ノクスの端正な男らしい顔が近づいて、唇が重なった。
「んっ…」
ちゅっと小さなリップ音がして軽く口付けされる。すぐに離れて、これでお代変わりだと言われ、もう喚くなと子供をあやすように軽く頭を撫でられる。ステラは一瞬キョトンとしたのち、ポッと頬を染めた。
「わかった。これで一個分だよね。

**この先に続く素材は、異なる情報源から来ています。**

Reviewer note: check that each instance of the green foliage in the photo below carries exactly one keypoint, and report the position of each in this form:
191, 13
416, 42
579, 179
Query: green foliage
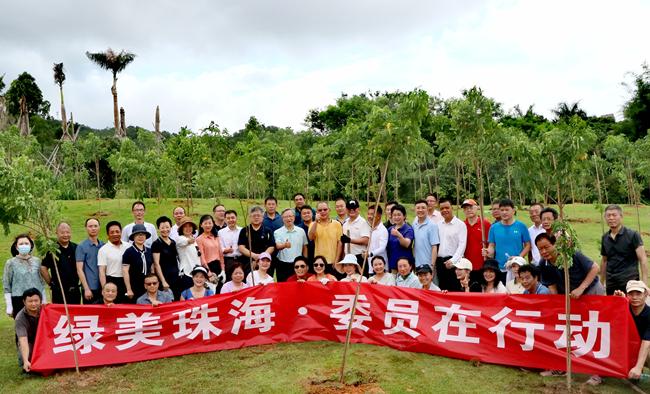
25, 85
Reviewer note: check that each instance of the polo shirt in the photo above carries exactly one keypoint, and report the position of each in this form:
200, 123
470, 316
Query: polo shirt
425, 236
272, 224
508, 240
622, 263
327, 238
552, 275
533, 232
261, 239
410, 281
128, 229
453, 238
26, 326
642, 323
168, 259
110, 256
229, 239
87, 253
540, 289
474, 244
298, 239
395, 250
358, 228
67, 265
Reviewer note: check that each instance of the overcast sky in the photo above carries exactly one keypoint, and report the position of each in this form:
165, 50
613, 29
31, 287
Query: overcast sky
227, 60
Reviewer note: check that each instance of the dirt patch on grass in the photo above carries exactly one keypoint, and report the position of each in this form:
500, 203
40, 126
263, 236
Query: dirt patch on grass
355, 381
98, 214
581, 220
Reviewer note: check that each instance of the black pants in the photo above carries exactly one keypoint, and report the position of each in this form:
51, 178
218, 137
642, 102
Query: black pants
72, 295
121, 289
284, 270
446, 276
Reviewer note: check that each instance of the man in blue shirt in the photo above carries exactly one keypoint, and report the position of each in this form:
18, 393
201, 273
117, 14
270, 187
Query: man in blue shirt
86, 258
507, 238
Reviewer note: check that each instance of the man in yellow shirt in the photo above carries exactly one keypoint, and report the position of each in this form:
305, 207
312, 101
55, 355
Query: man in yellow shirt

ララここにあるの全部欲しいから、その分するね」
「あ?っ…まて」
そう告げるとステラはグッと意気込んでノクスが断る前にノクスの唇を奪った。
ちゅっ、ちゅっと、何度か啄むと魔女としての本能が刺激されてつい、舌を入れ込んでしまう。
初めは何だか呆れたような様子のノクスだったが、ステラが積極的に舌を絡めようとすると渋々受け入れて深く絡めてくれる。
ノクスとのキスはすごく気持ちよくて幸せで、夢中になっているとそのうちノクスの方から積極的に後頭部に手が回って逃げられないように固定された。

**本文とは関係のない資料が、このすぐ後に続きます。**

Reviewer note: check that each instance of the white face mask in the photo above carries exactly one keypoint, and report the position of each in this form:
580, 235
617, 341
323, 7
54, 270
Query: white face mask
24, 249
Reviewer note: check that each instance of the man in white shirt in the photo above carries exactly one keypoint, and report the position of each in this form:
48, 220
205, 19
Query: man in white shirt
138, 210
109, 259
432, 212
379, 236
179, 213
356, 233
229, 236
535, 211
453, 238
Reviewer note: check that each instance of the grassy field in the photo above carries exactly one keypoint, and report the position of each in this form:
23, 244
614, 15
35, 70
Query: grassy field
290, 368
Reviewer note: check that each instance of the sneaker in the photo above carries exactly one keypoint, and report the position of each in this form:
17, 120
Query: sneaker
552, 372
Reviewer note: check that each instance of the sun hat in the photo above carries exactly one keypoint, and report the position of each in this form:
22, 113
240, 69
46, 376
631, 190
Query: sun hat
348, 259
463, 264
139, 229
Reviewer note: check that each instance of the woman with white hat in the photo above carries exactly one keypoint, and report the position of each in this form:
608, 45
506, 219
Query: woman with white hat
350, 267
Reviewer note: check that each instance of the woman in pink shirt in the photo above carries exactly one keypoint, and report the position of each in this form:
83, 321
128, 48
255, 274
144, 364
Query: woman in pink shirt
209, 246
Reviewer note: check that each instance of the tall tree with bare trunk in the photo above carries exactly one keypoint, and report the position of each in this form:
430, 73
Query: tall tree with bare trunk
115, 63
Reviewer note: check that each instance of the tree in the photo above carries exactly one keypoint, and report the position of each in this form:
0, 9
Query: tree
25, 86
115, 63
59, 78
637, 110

舌が何度も絡まって、口付けはどんどん深くなって、2人の唾液が混ざり合う。好きな気持ちが伝わるように、ノクスの髪の毛や首筋にいっぱい触れながら舌の境目がわからなくなるほど貪り合うとようやく一度唇が離れた。
「…これで2回目だから、あとひい、ふう、みぃ…」
まじめに数えていると、ぱふっととても軽く頭を叩かれる。
「馬鹿。これで十分だ」
「え」
いいの?と驚いているとノクスが大きなため息をついて告げた。
「ぼやっとしてないで欲しいなら早く取れ。もう血抜き始めるぞ」
「待って。魔獣の眼球は血抜きの前に採取しないといけないの」
それは困るとステラは素早く立ち上がると採取用のケースを片手にぱたぱたと死骸に向かって走り出した。
ステラはとても嬉しそうに死骸に駆け寄ると鼻歌を歌いながら目玉をくり抜き始める。
そんな彼女の小さな背中をノクスは優しい顔で見つめていた。